By Father J. Daniel Atkins, Holy Family Catholic Church, New Albany, Indiana

My brother Tom is a picky eater. He refuses to eat casseroles. He says, “I won’t eat anything that looks like it has already been eaten.” Likewise, he won’t eat whole wheat or whole grain bread. He calls it “dirty bread.” I don’t know if Tom has ever been hungry enough to eat casserole and dirty bread.

In the gospel today people turn up their noses at the bread set before them. “The Jews started to murmur in protest because Jesus claimed, “I am the bread that came down from heaven.” They kept saying: “Is this not Jesus, the son of Joseph? Do we not know his father and mother? How can he claim to come down from heaven?” Earlier they had demanded a sign from Jesus. They said, “Moses gave us manna in the desert; what miracle will you work to prove you are from God.”

Jesus was not a bread to their liking. In my brother’s words he was dirty bread. Coarse. Ordinary. Unrefined. “He’s the son of peasants,” they said. And Jesus, in response says, “Stop your murmuring. Murmuring here in Greek is not just the word for “whispering”. It is also the gurgling sound that one makes before he heaves his cookies. Sorry…… Jesus was not just distasteful to them. He made them sick. The way I feel every time I try to eat liver.

“No matter what you may think,” Jesus says, “I am the bread of God. I am all heaven is going to give you. You will die in your hunger if you choke on me.” Now if we were Jewish – as most of the people were for whom the gospel of John was written – we would remember that the Israelites grumbled and complained and nearly died in the desert when they got tired of eating manna. Even “bread from the sky” gets old, I guess, after a while.

When Jesus says “I am the bread of life” he is saying, “I know that I am coarse and ordinary, but I am the bread that keeps you alive. I am the bread that people make when they go on a long journey. I am the bread that women make for their sons and husbands when they go up into the hills to pasture their sheep. I am the bread that will not mold and rot after a few days. I am the bread with a crust so hard it must be broken against a rock. Torn with both hands. I am the bread that must be mauled before I can be swallowed. I am the bread that stays with you.”

Here in this beautiful house, at this beautiful altar, surrounded by beautiful music and polite people, it may be difficult to see what all the fuss is about. “What’s not to like about Jesus?” we ask.

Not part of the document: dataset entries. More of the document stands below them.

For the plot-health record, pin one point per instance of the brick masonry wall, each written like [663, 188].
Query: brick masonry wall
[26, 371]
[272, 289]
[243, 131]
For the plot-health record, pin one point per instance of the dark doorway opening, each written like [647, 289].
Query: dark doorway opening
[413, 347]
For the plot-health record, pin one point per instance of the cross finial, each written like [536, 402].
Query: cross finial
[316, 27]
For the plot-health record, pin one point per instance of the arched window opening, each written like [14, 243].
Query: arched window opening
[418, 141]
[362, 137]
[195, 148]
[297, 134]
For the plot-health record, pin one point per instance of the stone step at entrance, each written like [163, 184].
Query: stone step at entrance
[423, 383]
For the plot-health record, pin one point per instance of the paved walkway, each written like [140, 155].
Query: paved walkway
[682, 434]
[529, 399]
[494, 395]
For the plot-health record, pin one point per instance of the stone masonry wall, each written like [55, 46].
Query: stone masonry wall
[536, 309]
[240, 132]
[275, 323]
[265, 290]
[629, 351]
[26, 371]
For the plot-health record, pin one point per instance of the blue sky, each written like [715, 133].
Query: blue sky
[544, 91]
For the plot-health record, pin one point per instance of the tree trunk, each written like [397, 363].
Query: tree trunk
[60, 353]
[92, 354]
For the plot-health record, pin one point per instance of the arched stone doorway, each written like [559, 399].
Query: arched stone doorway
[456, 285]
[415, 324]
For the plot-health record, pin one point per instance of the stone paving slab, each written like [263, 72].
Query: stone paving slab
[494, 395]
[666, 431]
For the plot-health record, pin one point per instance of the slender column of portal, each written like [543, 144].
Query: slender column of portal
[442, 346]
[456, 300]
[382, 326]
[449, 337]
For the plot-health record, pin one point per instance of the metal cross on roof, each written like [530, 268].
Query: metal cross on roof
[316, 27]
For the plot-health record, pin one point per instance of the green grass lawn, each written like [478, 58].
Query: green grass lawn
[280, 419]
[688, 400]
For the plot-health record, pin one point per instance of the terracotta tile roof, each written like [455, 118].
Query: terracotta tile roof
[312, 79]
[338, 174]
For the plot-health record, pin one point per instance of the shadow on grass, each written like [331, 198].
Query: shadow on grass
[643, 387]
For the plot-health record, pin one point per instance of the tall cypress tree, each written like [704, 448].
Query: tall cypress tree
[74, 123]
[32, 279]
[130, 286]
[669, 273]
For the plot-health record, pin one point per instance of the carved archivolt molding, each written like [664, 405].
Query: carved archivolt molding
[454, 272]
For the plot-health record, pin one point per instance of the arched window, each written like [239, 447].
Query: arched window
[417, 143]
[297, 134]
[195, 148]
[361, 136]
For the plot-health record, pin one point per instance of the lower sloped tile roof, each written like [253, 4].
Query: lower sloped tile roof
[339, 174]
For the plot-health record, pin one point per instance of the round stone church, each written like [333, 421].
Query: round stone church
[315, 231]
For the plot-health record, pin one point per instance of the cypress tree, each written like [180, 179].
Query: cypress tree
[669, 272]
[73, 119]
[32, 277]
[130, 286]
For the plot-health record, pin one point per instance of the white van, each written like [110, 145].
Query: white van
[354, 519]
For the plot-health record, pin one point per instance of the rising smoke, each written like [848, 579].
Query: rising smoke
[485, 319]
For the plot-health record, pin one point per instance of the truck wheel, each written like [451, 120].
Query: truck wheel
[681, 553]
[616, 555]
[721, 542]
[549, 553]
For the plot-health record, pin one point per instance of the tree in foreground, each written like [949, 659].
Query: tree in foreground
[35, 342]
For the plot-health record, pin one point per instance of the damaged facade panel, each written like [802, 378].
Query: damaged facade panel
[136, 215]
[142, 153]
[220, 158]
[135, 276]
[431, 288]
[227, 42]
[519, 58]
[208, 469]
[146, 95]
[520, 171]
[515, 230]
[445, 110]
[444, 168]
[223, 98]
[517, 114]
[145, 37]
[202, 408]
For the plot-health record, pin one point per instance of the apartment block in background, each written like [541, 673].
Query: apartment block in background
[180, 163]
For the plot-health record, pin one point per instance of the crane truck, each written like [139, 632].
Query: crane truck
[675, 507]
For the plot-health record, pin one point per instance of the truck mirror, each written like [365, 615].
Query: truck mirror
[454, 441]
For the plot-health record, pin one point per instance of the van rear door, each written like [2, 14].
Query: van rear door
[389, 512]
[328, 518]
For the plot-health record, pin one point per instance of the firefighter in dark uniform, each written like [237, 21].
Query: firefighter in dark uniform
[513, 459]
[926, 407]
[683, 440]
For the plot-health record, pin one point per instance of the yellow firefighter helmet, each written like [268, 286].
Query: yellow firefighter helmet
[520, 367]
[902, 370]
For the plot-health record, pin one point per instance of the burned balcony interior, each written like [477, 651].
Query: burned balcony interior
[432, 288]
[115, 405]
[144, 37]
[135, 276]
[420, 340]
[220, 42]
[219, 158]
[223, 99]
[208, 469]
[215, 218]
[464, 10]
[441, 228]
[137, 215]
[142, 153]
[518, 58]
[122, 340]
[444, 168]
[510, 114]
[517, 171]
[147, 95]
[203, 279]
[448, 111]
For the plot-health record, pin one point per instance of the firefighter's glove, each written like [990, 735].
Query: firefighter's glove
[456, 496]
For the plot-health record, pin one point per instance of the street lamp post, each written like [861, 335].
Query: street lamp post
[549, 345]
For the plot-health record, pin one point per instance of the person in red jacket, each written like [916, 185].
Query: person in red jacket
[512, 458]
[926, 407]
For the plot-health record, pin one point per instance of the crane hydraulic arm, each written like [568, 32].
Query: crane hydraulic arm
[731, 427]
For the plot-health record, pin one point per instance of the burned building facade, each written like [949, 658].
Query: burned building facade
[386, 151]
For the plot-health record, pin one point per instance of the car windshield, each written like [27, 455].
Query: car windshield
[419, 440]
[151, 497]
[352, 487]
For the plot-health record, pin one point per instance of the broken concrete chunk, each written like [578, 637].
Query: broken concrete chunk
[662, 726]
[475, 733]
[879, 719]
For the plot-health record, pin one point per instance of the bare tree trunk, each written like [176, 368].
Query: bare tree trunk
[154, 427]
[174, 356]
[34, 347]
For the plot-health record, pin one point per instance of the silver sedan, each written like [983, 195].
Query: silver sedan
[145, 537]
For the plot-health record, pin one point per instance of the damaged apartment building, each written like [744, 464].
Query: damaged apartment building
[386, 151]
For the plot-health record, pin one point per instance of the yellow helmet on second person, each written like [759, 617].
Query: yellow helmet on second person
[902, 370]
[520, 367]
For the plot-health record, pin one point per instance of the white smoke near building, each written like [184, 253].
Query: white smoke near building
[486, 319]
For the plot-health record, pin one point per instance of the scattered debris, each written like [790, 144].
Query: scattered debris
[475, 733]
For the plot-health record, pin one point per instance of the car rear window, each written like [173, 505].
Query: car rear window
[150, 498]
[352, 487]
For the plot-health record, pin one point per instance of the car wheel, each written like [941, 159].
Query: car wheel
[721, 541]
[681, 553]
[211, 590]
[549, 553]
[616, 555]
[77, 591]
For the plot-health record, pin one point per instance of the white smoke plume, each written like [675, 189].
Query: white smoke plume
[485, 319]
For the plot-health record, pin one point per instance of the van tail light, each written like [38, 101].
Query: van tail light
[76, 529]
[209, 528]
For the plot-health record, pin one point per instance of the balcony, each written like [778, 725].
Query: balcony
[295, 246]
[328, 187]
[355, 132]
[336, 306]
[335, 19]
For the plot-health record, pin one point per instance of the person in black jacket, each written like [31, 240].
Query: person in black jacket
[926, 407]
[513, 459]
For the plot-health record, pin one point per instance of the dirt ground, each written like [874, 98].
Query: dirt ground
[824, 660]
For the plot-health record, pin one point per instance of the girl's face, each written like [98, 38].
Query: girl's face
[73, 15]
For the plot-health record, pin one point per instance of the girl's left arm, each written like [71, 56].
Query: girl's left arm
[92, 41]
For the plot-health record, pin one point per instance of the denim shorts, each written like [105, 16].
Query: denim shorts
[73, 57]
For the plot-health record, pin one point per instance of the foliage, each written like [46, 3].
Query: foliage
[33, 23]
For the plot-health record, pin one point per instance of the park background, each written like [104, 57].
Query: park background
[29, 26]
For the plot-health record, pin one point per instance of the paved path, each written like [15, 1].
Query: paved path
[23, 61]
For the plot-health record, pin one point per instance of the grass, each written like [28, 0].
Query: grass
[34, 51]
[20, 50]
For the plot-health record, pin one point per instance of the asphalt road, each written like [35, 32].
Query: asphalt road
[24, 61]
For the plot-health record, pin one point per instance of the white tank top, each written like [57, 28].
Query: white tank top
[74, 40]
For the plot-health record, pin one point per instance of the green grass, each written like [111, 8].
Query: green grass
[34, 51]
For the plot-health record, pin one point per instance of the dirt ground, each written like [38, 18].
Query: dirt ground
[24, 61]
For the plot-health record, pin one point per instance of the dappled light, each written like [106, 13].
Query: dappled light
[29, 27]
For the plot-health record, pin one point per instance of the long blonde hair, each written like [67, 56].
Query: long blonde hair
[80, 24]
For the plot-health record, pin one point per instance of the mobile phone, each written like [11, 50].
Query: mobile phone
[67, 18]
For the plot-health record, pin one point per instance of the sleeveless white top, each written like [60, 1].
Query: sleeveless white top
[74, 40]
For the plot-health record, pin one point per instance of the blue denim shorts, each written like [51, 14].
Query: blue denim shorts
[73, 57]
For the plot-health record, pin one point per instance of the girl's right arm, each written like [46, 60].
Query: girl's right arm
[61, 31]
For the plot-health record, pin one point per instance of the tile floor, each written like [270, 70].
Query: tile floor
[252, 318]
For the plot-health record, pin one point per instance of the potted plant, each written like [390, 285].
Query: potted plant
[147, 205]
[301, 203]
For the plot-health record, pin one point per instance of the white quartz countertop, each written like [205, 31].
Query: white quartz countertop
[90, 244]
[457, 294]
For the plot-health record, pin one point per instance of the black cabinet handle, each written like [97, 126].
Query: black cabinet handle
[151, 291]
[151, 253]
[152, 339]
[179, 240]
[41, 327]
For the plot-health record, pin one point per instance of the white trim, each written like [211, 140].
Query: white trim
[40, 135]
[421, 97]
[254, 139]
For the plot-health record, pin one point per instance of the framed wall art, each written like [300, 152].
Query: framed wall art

Have we forgotten how this feast was made possible? How any meal is made possible? The Benedictine Aidan Kavanaugh puts it this way: “any meal begins in the soil, in the barnyard, in slaughterhouse; amid the quiet violence of the garden, strangled cries, and fat spitting in the pan. Table manners depend on something being grabbed by the throat…”

Every meal is a sacrifice. Every time we sit down at a table we nourish ourselves with a life sacrificed for us. If we do not pray before taking up the fork and knife it is because we have forgotten the price paid for our meal. If our children play with the food we set before them perhaps it is because they have never seen how the chicken gets from the barnyard to the plate.

The soft white wafer and sweet cup of wine cup come from something’s being crushed, pruned, and harvested. The Bread of Life and the Cup of Salvation come to us through Jesus’ life being crushed in the jaws of death for each one of us. And here is something that may be distasteful to us…St. Paul tells us that our eating and drinking is a participation in, a sharing in the death of the Lord. When we eat and drink in here we pledge to become…out there. We promise to let ourselves be crushed, pruned, and harvested for the life of the world. The world will have us for breakfast if we try to live like Christ. Now there’s a cheerful thought as we’re standing in the communion line.

“I am the bread of life,” Jesus tells us. “If you eat this bread you shall live forever; the bread I give is my own flesh and blood for the life of the world.” A coarse, but costly, bread. A bitter, yet precious, cup. Not to everyone’s taste. Are we hungry enough to eat and drink?